Sundance Review: HELLO I MUST BE GOING
The best parts of Hello I Must Be Going are the parts where Melanie Lynskey's character is watching old Marx Brothers movies. That's because we actually see those movies, and for a few moments there's something engaging happening on screen.
The ultimate irony is that if Groucho was to appear amidst the characters of Hello I Must Be Going, he would spend the entire running time tweaking and humiliating them. The movie is about a group of extraordinarily rich white people living in Connecticut whose big dilemmas are whether they'll be able to take a trip around the world, whether they should appear on Broadway in a play about Walt Whitman and whether they should finish a photography project. They're rich and comfortable and dissatisfied and who cares.
Lynskey plays a woman who is in the middle of a divorce. She's been staying at her rich parents' home for three months, not working, just sinking into a self-serving depression. Her dad is a high powered lawyer who needs just one last big client so he can make enough money to retire filthy rich as opposed to very well off. He brings the client to dinner, and the 30 something Lynskey and the client's 19 year old son begin an affair.
So much of the film feels like a period piece that escaped the 60s. Blythe Danner, playing Lynskey's shrew of a mother, doesn't know what anti-depressants are. The fact that Lynskey is divorcing is a source of so much shame it's essentially kept secret. And Lynskey is playing a woman who was young when she married a rich lawyer, so she has no job skills or whatever. All of this feels like a story from the early 60s, but for some reason Hello I Must Be Going is set in the modern day.

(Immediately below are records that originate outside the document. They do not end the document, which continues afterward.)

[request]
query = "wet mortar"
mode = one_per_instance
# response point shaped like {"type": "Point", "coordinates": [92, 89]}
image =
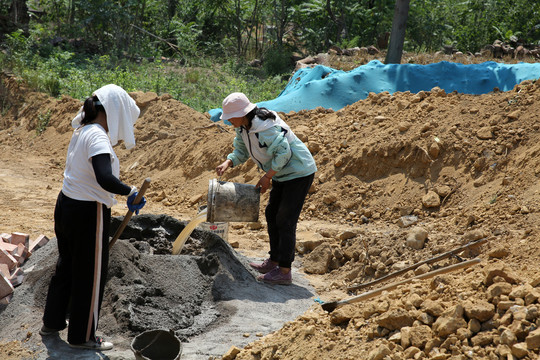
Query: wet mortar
{"type": "Point", "coordinates": [207, 295]}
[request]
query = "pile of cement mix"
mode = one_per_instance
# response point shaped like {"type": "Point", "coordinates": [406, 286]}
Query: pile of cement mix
{"type": "Point", "coordinates": [148, 288]}
{"type": "Point", "coordinates": [207, 295]}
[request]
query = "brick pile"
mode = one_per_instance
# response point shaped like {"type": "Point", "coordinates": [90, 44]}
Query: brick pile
{"type": "Point", "coordinates": [15, 248]}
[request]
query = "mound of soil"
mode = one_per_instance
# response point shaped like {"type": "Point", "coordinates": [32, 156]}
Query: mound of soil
{"type": "Point", "coordinates": [402, 178]}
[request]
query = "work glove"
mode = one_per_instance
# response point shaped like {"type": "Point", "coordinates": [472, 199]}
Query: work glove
{"type": "Point", "coordinates": [135, 207]}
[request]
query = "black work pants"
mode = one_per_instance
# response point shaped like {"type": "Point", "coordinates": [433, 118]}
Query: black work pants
{"type": "Point", "coordinates": [82, 233]}
{"type": "Point", "coordinates": [282, 213]}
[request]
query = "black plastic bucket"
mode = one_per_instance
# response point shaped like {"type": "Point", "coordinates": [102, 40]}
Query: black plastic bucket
{"type": "Point", "coordinates": [157, 344]}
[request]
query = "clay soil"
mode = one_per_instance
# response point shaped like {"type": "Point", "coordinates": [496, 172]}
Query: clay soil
{"type": "Point", "coordinates": [462, 167]}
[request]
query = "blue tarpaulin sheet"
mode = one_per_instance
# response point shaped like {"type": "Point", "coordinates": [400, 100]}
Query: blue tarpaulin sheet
{"type": "Point", "coordinates": [323, 86]}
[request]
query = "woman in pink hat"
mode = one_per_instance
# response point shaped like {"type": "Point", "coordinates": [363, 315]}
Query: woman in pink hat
{"type": "Point", "coordinates": [287, 164]}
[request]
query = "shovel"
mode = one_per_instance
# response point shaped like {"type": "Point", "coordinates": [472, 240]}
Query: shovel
{"type": "Point", "coordinates": [124, 223]}
{"type": "Point", "coordinates": [331, 306]}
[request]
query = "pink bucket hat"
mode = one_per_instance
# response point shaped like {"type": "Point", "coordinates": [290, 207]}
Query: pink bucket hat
{"type": "Point", "coordinates": [236, 105]}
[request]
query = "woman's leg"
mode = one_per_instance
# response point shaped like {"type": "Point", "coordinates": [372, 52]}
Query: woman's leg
{"type": "Point", "coordinates": [282, 215]}
{"type": "Point", "coordinates": [56, 306]}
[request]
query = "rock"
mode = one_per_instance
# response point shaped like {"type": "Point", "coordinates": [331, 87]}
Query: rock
{"type": "Point", "coordinates": [520, 291]}
{"type": "Point", "coordinates": [410, 353]}
{"type": "Point", "coordinates": [498, 269]}
{"type": "Point", "coordinates": [329, 199]}
{"type": "Point", "coordinates": [480, 310]}
{"type": "Point", "coordinates": [514, 115]}
{"type": "Point", "coordinates": [519, 350]}
{"type": "Point", "coordinates": [404, 126]}
{"type": "Point", "coordinates": [499, 253]}
{"type": "Point", "coordinates": [379, 352]}
{"type": "Point", "coordinates": [473, 235]}
{"type": "Point", "coordinates": [426, 319]}
{"type": "Point", "coordinates": [508, 337]}
{"type": "Point", "coordinates": [433, 308]}
{"type": "Point", "coordinates": [416, 238]}
{"type": "Point", "coordinates": [416, 336]}
{"type": "Point", "coordinates": [434, 150]}
{"type": "Point", "coordinates": [378, 119]}
{"type": "Point", "coordinates": [498, 289]}
{"type": "Point", "coordinates": [422, 269]}
{"type": "Point", "coordinates": [431, 200]}
{"type": "Point", "coordinates": [474, 326]}
{"type": "Point", "coordinates": [345, 235]}
{"type": "Point", "coordinates": [318, 261]}
{"type": "Point", "coordinates": [192, 201]}
{"type": "Point", "coordinates": [407, 220]}
{"type": "Point", "coordinates": [314, 147]}
{"type": "Point", "coordinates": [231, 353]}
{"type": "Point", "coordinates": [254, 225]}
{"type": "Point", "coordinates": [395, 319]}
{"type": "Point", "coordinates": [484, 133]}
{"type": "Point", "coordinates": [306, 246]}
{"type": "Point", "coordinates": [482, 339]}
{"type": "Point", "coordinates": [533, 340]}
{"type": "Point", "coordinates": [342, 314]}
{"type": "Point", "coordinates": [449, 321]}
{"type": "Point", "coordinates": [532, 296]}
{"type": "Point", "coordinates": [443, 190]}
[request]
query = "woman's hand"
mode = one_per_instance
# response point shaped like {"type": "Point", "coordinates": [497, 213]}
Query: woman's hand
{"type": "Point", "coordinates": [264, 182]}
{"type": "Point", "coordinates": [223, 167]}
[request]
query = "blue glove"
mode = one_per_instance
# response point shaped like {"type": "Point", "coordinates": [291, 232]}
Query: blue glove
{"type": "Point", "coordinates": [135, 208]}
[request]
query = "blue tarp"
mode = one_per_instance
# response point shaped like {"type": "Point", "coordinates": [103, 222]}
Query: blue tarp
{"type": "Point", "coordinates": [329, 88]}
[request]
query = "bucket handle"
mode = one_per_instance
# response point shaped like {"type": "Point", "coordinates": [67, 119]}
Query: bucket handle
{"type": "Point", "coordinates": [139, 352]}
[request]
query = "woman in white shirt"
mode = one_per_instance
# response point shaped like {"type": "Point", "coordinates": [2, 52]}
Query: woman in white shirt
{"type": "Point", "coordinates": [83, 212]}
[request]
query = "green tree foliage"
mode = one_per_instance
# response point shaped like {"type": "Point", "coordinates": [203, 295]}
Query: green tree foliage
{"type": "Point", "coordinates": [72, 43]}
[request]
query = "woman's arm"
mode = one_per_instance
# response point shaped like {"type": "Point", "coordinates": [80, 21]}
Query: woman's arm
{"type": "Point", "coordinates": [104, 176]}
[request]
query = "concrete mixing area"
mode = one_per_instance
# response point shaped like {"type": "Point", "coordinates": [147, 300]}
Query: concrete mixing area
{"type": "Point", "coordinates": [208, 295]}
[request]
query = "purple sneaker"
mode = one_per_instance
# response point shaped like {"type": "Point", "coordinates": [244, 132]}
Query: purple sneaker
{"type": "Point", "coordinates": [264, 267]}
{"type": "Point", "coordinates": [275, 276]}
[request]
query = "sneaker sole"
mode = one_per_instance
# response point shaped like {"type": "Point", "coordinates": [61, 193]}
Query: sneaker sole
{"type": "Point", "coordinates": [278, 282]}
{"type": "Point", "coordinates": [262, 271]}
{"type": "Point", "coordinates": [91, 347]}
{"type": "Point", "coordinates": [47, 333]}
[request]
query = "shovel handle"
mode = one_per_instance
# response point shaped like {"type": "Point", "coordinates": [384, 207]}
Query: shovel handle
{"type": "Point", "coordinates": [367, 295]}
{"type": "Point", "coordinates": [124, 223]}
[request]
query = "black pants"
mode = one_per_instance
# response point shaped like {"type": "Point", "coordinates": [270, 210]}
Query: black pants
{"type": "Point", "coordinates": [82, 232]}
{"type": "Point", "coordinates": [282, 213]}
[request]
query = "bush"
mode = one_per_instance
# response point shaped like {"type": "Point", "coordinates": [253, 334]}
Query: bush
{"type": "Point", "coordinates": [277, 61]}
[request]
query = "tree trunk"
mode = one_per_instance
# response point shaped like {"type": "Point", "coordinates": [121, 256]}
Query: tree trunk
{"type": "Point", "coordinates": [397, 37]}
{"type": "Point", "coordinates": [18, 13]}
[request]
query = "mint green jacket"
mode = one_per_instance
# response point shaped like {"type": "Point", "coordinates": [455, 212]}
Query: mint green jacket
{"type": "Point", "coordinates": [271, 144]}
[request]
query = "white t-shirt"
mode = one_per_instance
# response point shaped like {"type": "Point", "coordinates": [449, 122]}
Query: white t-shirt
{"type": "Point", "coordinates": [79, 178]}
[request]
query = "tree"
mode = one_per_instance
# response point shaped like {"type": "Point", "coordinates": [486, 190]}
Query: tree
{"type": "Point", "coordinates": [397, 37]}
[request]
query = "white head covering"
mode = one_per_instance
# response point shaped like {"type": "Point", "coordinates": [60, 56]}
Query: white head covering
{"type": "Point", "coordinates": [122, 112]}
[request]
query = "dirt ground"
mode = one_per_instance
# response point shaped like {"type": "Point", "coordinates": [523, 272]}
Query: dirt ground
{"type": "Point", "coordinates": [443, 168]}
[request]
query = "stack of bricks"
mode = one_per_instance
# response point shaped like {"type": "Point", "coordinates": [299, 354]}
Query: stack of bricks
{"type": "Point", "coordinates": [15, 248]}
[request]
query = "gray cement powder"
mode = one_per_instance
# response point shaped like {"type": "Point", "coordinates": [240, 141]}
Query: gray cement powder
{"type": "Point", "coordinates": [207, 295]}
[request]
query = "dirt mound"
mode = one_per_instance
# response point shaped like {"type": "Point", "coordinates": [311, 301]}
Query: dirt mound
{"type": "Point", "coordinates": [453, 167]}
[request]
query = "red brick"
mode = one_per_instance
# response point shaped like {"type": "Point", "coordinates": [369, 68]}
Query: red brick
{"type": "Point", "coordinates": [6, 300]}
{"type": "Point", "coordinates": [22, 253]}
{"type": "Point", "coordinates": [41, 240]}
{"type": "Point", "coordinates": [5, 270]}
{"type": "Point", "coordinates": [17, 277]}
{"type": "Point", "coordinates": [10, 248]}
{"type": "Point", "coordinates": [6, 258]}
{"type": "Point", "coordinates": [20, 238]}
{"type": "Point", "coordinates": [5, 287]}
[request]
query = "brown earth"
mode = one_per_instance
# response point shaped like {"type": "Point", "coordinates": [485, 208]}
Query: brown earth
{"type": "Point", "coordinates": [463, 167]}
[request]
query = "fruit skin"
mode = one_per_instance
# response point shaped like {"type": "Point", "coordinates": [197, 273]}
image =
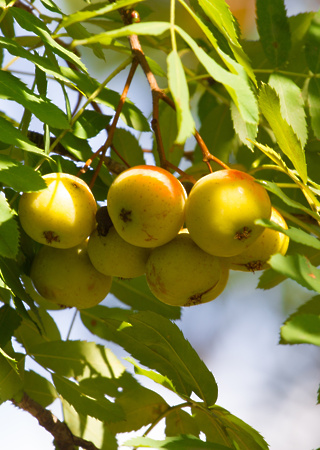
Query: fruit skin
{"type": "Point", "coordinates": [146, 205]}
{"type": "Point", "coordinates": [268, 243]}
{"type": "Point", "coordinates": [67, 277]}
{"type": "Point", "coordinates": [221, 210]}
{"type": "Point", "coordinates": [179, 273]}
{"type": "Point", "coordinates": [61, 216]}
{"type": "Point", "coordinates": [112, 255]}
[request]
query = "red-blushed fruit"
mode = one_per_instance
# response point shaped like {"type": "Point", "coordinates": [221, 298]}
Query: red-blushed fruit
{"type": "Point", "coordinates": [268, 243]}
{"type": "Point", "coordinates": [147, 205]}
{"type": "Point", "coordinates": [179, 273]}
{"type": "Point", "coordinates": [67, 277]}
{"type": "Point", "coordinates": [221, 211]}
{"type": "Point", "coordinates": [112, 255]}
{"type": "Point", "coordinates": [63, 215]}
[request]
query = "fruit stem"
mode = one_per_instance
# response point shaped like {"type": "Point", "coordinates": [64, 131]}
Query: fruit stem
{"type": "Point", "coordinates": [102, 150]}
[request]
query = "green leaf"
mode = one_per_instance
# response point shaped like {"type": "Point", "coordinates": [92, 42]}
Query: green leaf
{"type": "Point", "coordinates": [238, 87]}
{"type": "Point", "coordinates": [141, 407]}
{"type": "Point", "coordinates": [135, 293]}
{"type": "Point", "coordinates": [298, 268]}
{"type": "Point", "coordinates": [291, 104]}
{"type": "Point", "coordinates": [12, 88]}
{"type": "Point", "coordinates": [312, 44]}
{"type": "Point", "coordinates": [31, 23]}
{"type": "Point", "coordinates": [295, 234]}
{"type": "Point", "coordinates": [168, 122]}
{"type": "Point", "coordinates": [12, 136]}
{"type": "Point", "coordinates": [89, 124]}
{"type": "Point", "coordinates": [10, 381]}
{"type": "Point", "coordinates": [128, 146]}
{"type": "Point", "coordinates": [39, 388]}
{"type": "Point", "coordinates": [184, 442]}
{"type": "Point", "coordinates": [303, 327]}
{"type": "Point", "coordinates": [286, 138]}
{"type": "Point", "coordinates": [95, 10]}
{"type": "Point", "coordinates": [160, 345]}
{"type": "Point", "coordinates": [87, 402]}
{"type": "Point", "coordinates": [274, 30]}
{"type": "Point", "coordinates": [9, 321]}
{"type": "Point", "coordinates": [20, 177]}
{"type": "Point", "coordinates": [314, 105]}
{"type": "Point", "coordinates": [9, 231]}
{"type": "Point", "coordinates": [130, 114]}
{"type": "Point", "coordinates": [74, 358]}
{"type": "Point", "coordinates": [272, 187]}
{"type": "Point", "coordinates": [179, 89]}
{"type": "Point", "coordinates": [179, 422]}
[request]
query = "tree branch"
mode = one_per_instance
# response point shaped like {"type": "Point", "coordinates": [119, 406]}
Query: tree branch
{"type": "Point", "coordinates": [62, 435]}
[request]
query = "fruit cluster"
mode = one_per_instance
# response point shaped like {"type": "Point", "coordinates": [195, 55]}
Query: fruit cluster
{"type": "Point", "coordinates": [185, 245]}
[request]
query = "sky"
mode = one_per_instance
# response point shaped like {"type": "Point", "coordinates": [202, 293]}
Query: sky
{"type": "Point", "coordinates": [271, 387]}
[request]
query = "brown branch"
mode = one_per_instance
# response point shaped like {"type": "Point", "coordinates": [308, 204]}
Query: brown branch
{"type": "Point", "coordinates": [111, 130]}
{"type": "Point", "coordinates": [62, 435]}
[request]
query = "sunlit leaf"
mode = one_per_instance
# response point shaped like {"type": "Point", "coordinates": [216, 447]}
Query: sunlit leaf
{"type": "Point", "coordinates": [180, 93]}
{"type": "Point", "coordinates": [291, 104]}
{"type": "Point", "coordinates": [274, 30]}
{"type": "Point", "coordinates": [286, 138]}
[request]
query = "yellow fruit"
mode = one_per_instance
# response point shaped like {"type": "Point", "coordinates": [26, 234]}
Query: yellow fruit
{"type": "Point", "coordinates": [112, 255]}
{"type": "Point", "coordinates": [146, 205]}
{"type": "Point", "coordinates": [67, 277]}
{"type": "Point", "coordinates": [63, 215]}
{"type": "Point", "coordinates": [221, 211]}
{"type": "Point", "coordinates": [268, 243]}
{"type": "Point", "coordinates": [179, 273]}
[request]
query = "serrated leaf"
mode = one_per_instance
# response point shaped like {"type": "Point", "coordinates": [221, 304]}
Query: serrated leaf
{"type": "Point", "coordinates": [303, 326]}
{"type": "Point", "coordinates": [135, 293]}
{"type": "Point", "coordinates": [184, 442]}
{"type": "Point", "coordinates": [87, 403]}
{"type": "Point", "coordinates": [298, 268]}
{"type": "Point", "coordinates": [39, 388]}
{"type": "Point", "coordinates": [180, 422]}
{"type": "Point", "coordinates": [272, 187]}
{"type": "Point", "coordinates": [168, 122]}
{"type": "Point", "coordinates": [128, 146]}
{"type": "Point", "coordinates": [314, 105]}
{"type": "Point", "coordinates": [291, 104]}
{"type": "Point", "coordinates": [238, 87]}
{"type": "Point", "coordinates": [295, 234]}
{"type": "Point", "coordinates": [89, 124]}
{"type": "Point", "coordinates": [12, 136]}
{"type": "Point", "coordinates": [95, 10]}
{"type": "Point", "coordinates": [180, 92]}
{"type": "Point", "coordinates": [9, 231]}
{"type": "Point", "coordinates": [159, 344]}
{"type": "Point", "coordinates": [35, 25]}
{"type": "Point", "coordinates": [286, 138]}
{"type": "Point", "coordinates": [20, 177]}
{"type": "Point", "coordinates": [9, 321]}
{"type": "Point", "coordinates": [130, 114]}
{"type": "Point", "coordinates": [73, 358]}
{"type": "Point", "coordinates": [10, 381]}
{"type": "Point", "coordinates": [274, 30]}
{"type": "Point", "coordinates": [12, 88]}
{"type": "Point", "coordinates": [141, 407]}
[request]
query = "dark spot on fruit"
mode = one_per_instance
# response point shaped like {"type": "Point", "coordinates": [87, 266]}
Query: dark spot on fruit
{"type": "Point", "coordinates": [254, 265]}
{"type": "Point", "coordinates": [125, 215]}
{"type": "Point", "coordinates": [243, 234]}
{"type": "Point", "coordinates": [50, 237]}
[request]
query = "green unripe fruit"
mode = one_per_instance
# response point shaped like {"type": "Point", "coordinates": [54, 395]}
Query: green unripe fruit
{"type": "Point", "coordinates": [63, 215]}
{"type": "Point", "coordinates": [67, 277]}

There's a germ of an idea in the relationship between Lynskey and the young man (whose parents, since this is a Sundance movie, think he is gay for no compelling narrative reason), but it's buried under a snowdrift of white people problems. And at the end, when she tells the kid "You taught me how to be loved " you'll want to advance on the suburbs with a flamethrower and a satchel full of molotovs.
The film, directed by actor Todd Louiso, doesn't even look particularly interesting. It's a bland film shot blandly - a movie that slides right off the cerebral cortex. I don't fully understand why the Marx Brothers appear, or what the title really means in context - there's some talk about Lynskey always quitting things, but it isn't like the movie bothers to show any of that. The film itself, written by Sarah Koskoff, is so free of wit and insight that it feels scrubbed clean of those things.
Lynskey is fine, but she's throwing herself into a really half-baked role. Blythe Danner is the highlight of the whole film; while her character is a despicable WASP, the actress has a lot of fun with it. And in the icy waters of Hello I Must Be Going you'll be happy to grab onto any scrap.